American weapon designer (1938–2007)

Charles Albert "Mickey" Finn (June 21, 1938 – April 24, 2007) was an American weapon designer who specialized in designing military equipment for the United States Armed Forces, most famously the M9 bayonet. After retiring, he focused on designing knives and sports equipment, including the Mickey Finn T-Bar putter.

== Career ==
Finn worked as a delicatessen owner until 1975, when he transitioned to the defense industry.

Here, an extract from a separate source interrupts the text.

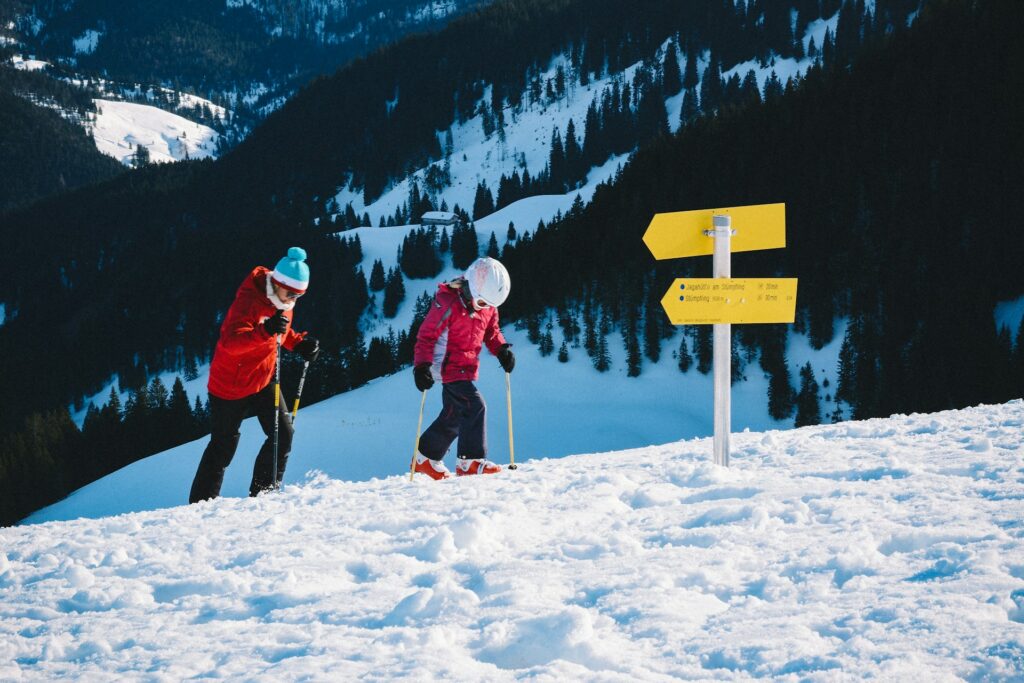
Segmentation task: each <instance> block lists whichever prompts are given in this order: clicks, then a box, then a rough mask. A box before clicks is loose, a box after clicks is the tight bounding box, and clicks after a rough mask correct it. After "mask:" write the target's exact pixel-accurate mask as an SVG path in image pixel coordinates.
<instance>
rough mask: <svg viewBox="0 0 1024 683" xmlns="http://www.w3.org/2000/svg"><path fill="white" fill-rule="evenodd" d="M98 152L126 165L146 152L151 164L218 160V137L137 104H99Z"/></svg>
mask: <svg viewBox="0 0 1024 683" xmlns="http://www.w3.org/2000/svg"><path fill="white" fill-rule="evenodd" d="M91 131H92V137H93V139H94V140H95V141H96V148H98V150H99V151H100V152H102V153H103V154H106V155H110V156H112V157H114V158H115V159H117V160H118V161H120V162H122V163H124V164H130V163H131V162H132V160H133V159H137V157H138V147H139V146H142V147H144V148H145V150H146V154H147V158H148V161H151V162H155V163H166V162H172V161H181V160H183V159H206V158H209V157H215V156H216V148H217V138H218V137H219V135H218V133H217V132H216V131H215V130H213V129H212V128H210V127H209V126H204V125H203V124H199V123H195V122H193V121H189V120H188V119H185V118H183V117H180V116H178V115H176V114H171V113H170V112H165V111H164V110H161V109H158V108H156V106H151V105H148V104H136V103H134V102H120V101H113V100H105V99H97V100H96V118H95V122H94V123H93V124H92V125H91Z"/></svg>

Finn's company, Qual-A-Tec, also called Phrobis III, Ltd., was based in Oceanside, California, and later in Chino Valley, Arizona. Qual-A-Tec specialized in designing and producing weapons systems, their most famous design being the M9 bayonet for the M16 rifle in 1986, which was the only design out of 49 other contract bids that had a zero percent rate of failure. At the time, the company consisted of just ten employees, including Finn and his wife, Wendy. Qual-A-Tec also produced firearm muzzle devices such as suppressors, flash hiders, and muzzle brakes, including a custom suppressor for the Heckler & Koch MP5K-PDW, as well as other weapons systems, including some classified projects. In the industry he was referred to as "Q", after the special weapons supplier Q in James Bond fiction and the name of Qual-A-Tec.

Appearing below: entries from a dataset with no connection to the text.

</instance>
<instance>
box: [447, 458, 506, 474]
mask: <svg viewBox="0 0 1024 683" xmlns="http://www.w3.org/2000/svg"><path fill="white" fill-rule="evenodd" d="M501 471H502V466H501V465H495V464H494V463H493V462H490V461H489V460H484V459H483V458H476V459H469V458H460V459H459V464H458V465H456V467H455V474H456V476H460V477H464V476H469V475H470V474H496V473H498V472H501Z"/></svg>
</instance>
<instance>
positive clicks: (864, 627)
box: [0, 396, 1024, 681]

In 1988, after extensive research into black operations, author Tom Clancy used Finn's name to add an extra measure of realism to The Cardinal of the Kremlin, inadvertently publicly revealing his and Qual-A-Tec's involvement in classified weapons development. Following this exposure, Finn retired from the defense industry and started a business selling military and hunting knives, while also designing sports equipment. He remained active in these ventures until his death in 2007.